We will continue to hear about upcoming regulatory hearings and media reporting of hedge fund casualties.  As John Maynard Keynes said, “the markets can remain irrational longer than you can remain solvent.”  For example, Melvin Capital, apparently one of the largest shorts in Gamestop, was reported to be down 56% in the month of January.  Melvin cut their short despite their belief in their Gamestop thesis to protect their remaining portfolio.
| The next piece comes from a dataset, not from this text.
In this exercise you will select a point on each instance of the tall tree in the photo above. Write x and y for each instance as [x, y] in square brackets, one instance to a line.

They had a fantastic track record over the last 4 years.

Even experienced risk managers on the short side must consider the influence of retail traders especially in this post 2020 environment when things can rapidly move outside normal parameters into extreme (fat tail) events.

However, we do not yet know the effects on the long only retail players who saw this short squeeze dissipate. Seeing a life changing amount of money materialize on paper, then evaporate or turn into losses can have long-lasting psychological effects as it did for many in 2000 and 2008.  2021 may represent an even larger group of people, so we do know the scarring.

Some professionals did very well on the long side, essentially using the short squeeze to convert debt into stock and selling it to time the exit well.  Executive management of the companies sold some of their stock compensation during this time as well suggesting the stock price surge due to the short squeeze was ahead of fundamentals.  Curiously, we did not see much action from Gamestop board itself.  Even Robinhood, which restricted trading on a pivotal day on  January 28th due to collateral needs causing a massive outcry, saw its app downloads spike higher as it attracted more sign-ups.  

So to summarize: Short squeezes to the extent of Gamestop are extremely rare events which are very difficult to manage and represent a short-term phenomenon.  Visually, it looks like the graphs below with a spectacular covering of shorts (upper graph pane in image below) leading to a parabolic rise and a consequent 50-plus percentage point stock price drop (barely discernible in the bottom pane as the latter happened in less than 24 hours).

There is much more to learn as more details emerge.  In the meantime, get ready for another finance movie.  We had Wolf of Wall Street, Wall Street 1 and 2, The Big Short and now a movie is reportedly in the works for the Gamestop trade/Reddit revolution after a script about the life story of one of the WSB traders was sold (not shorted).